Gonzague de Reynold chez les Internationaux
Gonzague de Reynold (1880-1970) a donné pas loin de vingt ans de sa vie, et consacré cent pages de ses Mémoires, à la Société des Nations (SdN). C'est compréhensible, parce que le fondateur de la Nouvelle Société helvétique l'avait engagée dans le soutien à l'entreprise « genevoise » de reconstruction politique d'un monde bouleversé par la Grande Guerre. Mais c'est paradoxal, parce que rien n'était plus étranger à cet aristocrate catholique et autoritaire que les fondements idéologiques de la SdN. Le moralisme protestant et l'idéalisme wilsonien, l'universalisme des droits de l'homme, l'héritage démocratique des Lumières et de la Révolution française, pour tout dire, lui hérissaient le poil.
Homme de réseaux
Réactionnaire au plein sens du terme, l'intellectuel fribourgeois ne pleurniche pourtant pas dans le rétroviseur. A l'aise dans l'action, méthodique, assumant pleinement la modernité des méthodes et des instruments de travail, il aime le pouvoir et maitrise les tactiques de sa conquête. Le parfait homme du monde se transforme aisément en homme de réseaux, proposant ses services puis sachant se rendre indispensable : avez-vous un rapport à rédiger, cherchez-vous à mettre en contact deux personnes qui s'ignorent, voyez Reynold. Il fait carrière à la Commission de coopération intellectuelle de la SdN, où on l'a nommé au printemps 1922. Aussitôt bombardé rapporteur général de cette institution, il accompagnera jusqu'en 1939 le développement de cette préfiguration de l'Unesco : ses filiales et sous-commissions spécialisées se préoccuperont en effet d'éducation, de science et de culture. Il s'agit, au départ, de rétablir des possibilités d'échange et de collaboration entre chercheurs et penseurs de pays ravagés par la guerre… ou tenus en défiance par les vainqueurs.
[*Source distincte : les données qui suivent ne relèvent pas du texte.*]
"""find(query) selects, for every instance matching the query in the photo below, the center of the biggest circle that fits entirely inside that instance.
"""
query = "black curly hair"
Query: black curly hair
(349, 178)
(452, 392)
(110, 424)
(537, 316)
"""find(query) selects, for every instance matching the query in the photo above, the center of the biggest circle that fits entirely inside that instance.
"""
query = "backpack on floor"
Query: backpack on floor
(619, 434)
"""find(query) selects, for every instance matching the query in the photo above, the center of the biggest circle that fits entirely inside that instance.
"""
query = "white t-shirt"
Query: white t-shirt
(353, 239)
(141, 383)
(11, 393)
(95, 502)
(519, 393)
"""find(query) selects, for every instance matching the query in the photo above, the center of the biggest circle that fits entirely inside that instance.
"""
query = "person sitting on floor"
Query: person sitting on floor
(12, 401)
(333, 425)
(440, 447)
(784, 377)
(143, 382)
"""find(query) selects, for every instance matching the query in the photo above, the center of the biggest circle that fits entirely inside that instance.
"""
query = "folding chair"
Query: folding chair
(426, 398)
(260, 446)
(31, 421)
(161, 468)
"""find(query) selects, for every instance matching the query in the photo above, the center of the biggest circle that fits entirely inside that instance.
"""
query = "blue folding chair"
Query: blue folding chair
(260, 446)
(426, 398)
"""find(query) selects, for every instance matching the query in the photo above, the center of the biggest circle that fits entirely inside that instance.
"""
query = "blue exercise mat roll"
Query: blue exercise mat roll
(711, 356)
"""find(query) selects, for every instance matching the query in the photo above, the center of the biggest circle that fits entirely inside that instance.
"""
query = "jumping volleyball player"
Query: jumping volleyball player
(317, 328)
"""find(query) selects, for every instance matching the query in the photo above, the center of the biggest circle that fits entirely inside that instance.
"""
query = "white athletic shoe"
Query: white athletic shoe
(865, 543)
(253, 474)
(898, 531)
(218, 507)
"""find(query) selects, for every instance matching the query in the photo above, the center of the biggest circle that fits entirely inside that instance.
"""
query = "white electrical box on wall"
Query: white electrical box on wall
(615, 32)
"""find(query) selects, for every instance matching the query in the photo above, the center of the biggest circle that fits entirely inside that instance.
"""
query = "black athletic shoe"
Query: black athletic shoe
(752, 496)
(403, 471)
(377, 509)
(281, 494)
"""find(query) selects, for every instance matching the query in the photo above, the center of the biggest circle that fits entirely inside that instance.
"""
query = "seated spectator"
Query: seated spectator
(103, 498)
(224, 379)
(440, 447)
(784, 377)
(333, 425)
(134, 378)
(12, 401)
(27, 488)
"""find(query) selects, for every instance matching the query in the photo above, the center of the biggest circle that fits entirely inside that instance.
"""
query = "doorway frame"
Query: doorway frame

A la « Copé », Reynold s'occupe aussi de « cinématographe éducatif »; la création d'un institut dans la capitale italienne lui offre une liaison qu'il va renforcer avec le fascisme et son Duce.
Une instrumentalisation de l'universalisme
Car notre homme nourrit un rêve grandiose : subvertir la Coopération intellectuelle, puis par conséquent la SdN entière, afin de restaurer une Europe rétro, celle du Saint-Empire romain germanique. Dans l'obéissance au Pape, les dictateurs modernes l'agenceraient da manière fédéraliste, en respectant les génies nationaux : tels Dollfuss en Autriche, Salazar au Portugal et d'abord Mussolini en Italie. Quand Reynold fait miroiter à ses auditoires les perspectives universalistes de l'institution genevoise, on pense à l'instrumentalisation par le Duce du concept de l'universalité de Rome, dont le Fribourgeois se fera un militant. Et l'on comprend que la carrière internationale du Fribourgeois n'en a certes pas fait un internationaliste. La SdN s'abîmera sans gloire, mais pas sans regrets à ses yeux. Car l'Allemagne nazie l'a quittée, elle n'a pas su garder l'Italie, et surtout elle intégré l'URSS.
Correspondance avec Marie Curie et Albert Einstein
Du moins sa Commission de coopération intellectuelle a-t-elle commencé brillamment, bien qu'à très petite échelle : douze membres, pas plus. Le mémorialiste fribourgeois ronronne de plaisir en évoquant ses pairs, livrant une galerie de portraits bien frappés et se flattant de la prestigieuse collection d'anecdotes et d'autographes que la « Copé » lui a valu. Deux lettres de Marie Curie, trois d'Albert Einstein ! Mais ce pauvre Albert manquait vraiment d'éducation. Avec Paul Valéry, qui a des manières et de la culture, le Fribourgeois échange des vers pour tromper l'ennui des séances. Et le thé chez les Bergson, chaque été, dans leur chalet vaudois ! Et les gueuletons à Lyon, en compagnie d'Edouard Herriot, maire inamovible et monstre sacré de la politique française (« Quant il avalait de la salade, je songeais à la rentrée des foins ») ! Mais Reynold, qui a l'estomac plus fragile que la mémoire, confesse qu'il n'en a guère profité.
Jean Steinauer
Légende photo : La Commission de Coopération intellectuelle en séance. Au centre, l'écrivain Gonzague de Reynold. Et 4e depuis la gauche, derrière la table: Albert Einstein (année 1926).